OECD Tax Talks #18 – Centre for Tax Policy and Administration
The Organization for Economic Co-operation and Development (OECD) believes that in most countries, the principles of taxation of cryptocurrencies are inconsistent and differ greatly depending on the jurisdiction.
IN report is given a number of examples, including various definitions of digital assets in regulatory frameworks. Most often, cryptocurrency is referred to as financial instruments or assets., in other cases, they are classified as goods, currencies or means of payment. IN in some countries, including the United States, they remain an uncertain asset class for tax purposes.
The situation is similar with the calculation of the cost of cryptoassets mined through mining. Most often, the course is taken as a basis at the time of their creation, but in some jurisdictions tax the income on the first sale. Several countries may even combine different rules depending on the subject in question. At the same time, high volatility further complicates the assessment of the total amount of capital..

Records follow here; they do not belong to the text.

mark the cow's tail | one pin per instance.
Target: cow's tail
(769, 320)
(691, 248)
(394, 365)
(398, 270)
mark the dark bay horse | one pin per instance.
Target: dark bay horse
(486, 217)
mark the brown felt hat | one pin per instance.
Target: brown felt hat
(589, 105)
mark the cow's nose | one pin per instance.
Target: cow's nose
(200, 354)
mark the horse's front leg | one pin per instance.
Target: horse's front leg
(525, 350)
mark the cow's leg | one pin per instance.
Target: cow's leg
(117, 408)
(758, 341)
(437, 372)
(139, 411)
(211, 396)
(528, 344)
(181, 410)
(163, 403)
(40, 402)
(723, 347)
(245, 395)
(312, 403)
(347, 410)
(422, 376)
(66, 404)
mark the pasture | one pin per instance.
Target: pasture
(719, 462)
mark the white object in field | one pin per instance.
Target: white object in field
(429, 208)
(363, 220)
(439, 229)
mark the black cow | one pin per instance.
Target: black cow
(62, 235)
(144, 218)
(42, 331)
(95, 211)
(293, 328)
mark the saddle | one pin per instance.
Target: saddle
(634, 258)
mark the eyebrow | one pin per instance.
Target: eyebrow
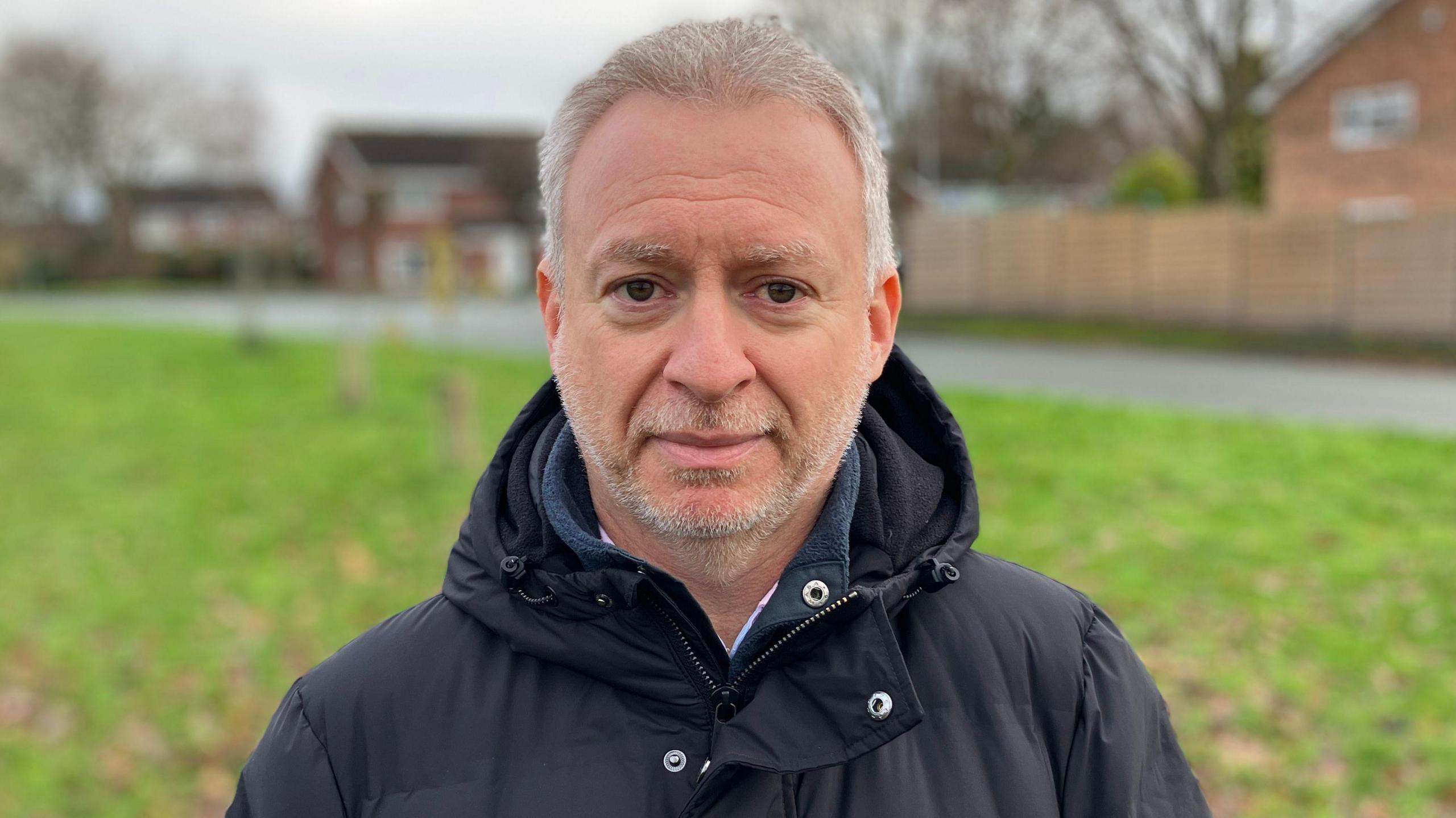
(632, 251)
(637, 251)
(769, 255)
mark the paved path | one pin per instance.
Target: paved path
(1282, 388)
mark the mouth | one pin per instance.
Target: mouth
(708, 450)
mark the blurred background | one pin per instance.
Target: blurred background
(1186, 271)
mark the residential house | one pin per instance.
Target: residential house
(414, 210)
(1366, 121)
(183, 219)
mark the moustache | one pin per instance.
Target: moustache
(682, 414)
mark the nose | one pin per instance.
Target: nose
(708, 351)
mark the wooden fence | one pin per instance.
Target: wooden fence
(1206, 267)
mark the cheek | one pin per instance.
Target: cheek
(807, 373)
(610, 372)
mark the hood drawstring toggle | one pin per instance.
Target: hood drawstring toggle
(513, 575)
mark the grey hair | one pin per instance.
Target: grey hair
(721, 63)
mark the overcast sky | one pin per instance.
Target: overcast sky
(316, 61)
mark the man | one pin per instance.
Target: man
(721, 565)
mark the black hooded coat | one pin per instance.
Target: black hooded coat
(944, 682)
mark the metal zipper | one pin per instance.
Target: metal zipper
(544, 600)
(726, 699)
(680, 637)
(779, 642)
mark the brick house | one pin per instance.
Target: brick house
(398, 210)
(1366, 121)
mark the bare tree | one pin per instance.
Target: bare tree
(1197, 64)
(82, 127)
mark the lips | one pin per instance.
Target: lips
(705, 450)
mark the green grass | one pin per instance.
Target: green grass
(185, 528)
(1330, 346)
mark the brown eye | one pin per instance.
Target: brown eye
(781, 293)
(638, 290)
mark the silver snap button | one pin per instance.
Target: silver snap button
(880, 705)
(816, 594)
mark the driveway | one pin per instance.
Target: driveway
(1244, 385)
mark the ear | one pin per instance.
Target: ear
(884, 315)
(549, 300)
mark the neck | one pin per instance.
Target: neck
(729, 599)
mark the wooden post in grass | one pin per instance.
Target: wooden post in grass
(250, 297)
(459, 437)
(353, 342)
(459, 440)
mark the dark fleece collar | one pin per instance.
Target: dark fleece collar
(825, 554)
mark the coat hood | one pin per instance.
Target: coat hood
(916, 503)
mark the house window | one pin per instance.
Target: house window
(405, 267)
(1374, 115)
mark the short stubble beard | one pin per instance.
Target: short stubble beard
(718, 543)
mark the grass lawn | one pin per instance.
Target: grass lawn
(1331, 346)
(185, 528)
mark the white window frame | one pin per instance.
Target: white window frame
(1398, 102)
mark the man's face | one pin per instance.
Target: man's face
(717, 335)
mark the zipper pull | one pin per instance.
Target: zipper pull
(938, 575)
(726, 702)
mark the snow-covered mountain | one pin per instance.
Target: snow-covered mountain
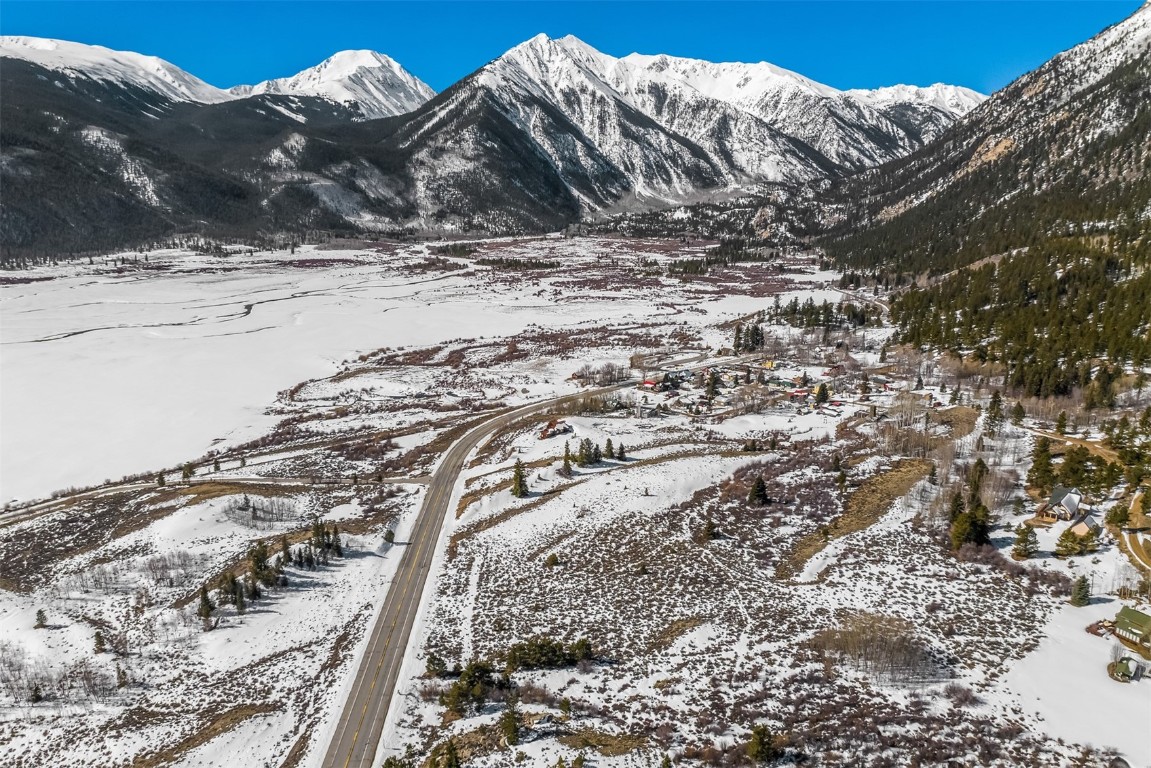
(374, 83)
(1061, 149)
(122, 68)
(548, 132)
(658, 129)
(365, 82)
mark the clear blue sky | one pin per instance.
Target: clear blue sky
(982, 44)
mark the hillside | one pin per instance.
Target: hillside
(1064, 150)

In the document, the OECD calls on the governments of all countries to bring more clarity to the mechanisms of taxation of cryptocurrencies, proposes to provide benefits to PoS miners due to the consumption of less electricity, as well as to simplify the system or not take into account small transactions and transactions at all.
While officials are studying these proposals, G20 members have already begun work. on the formalization of control standards and rules for the circulation of digital currencies of central banks.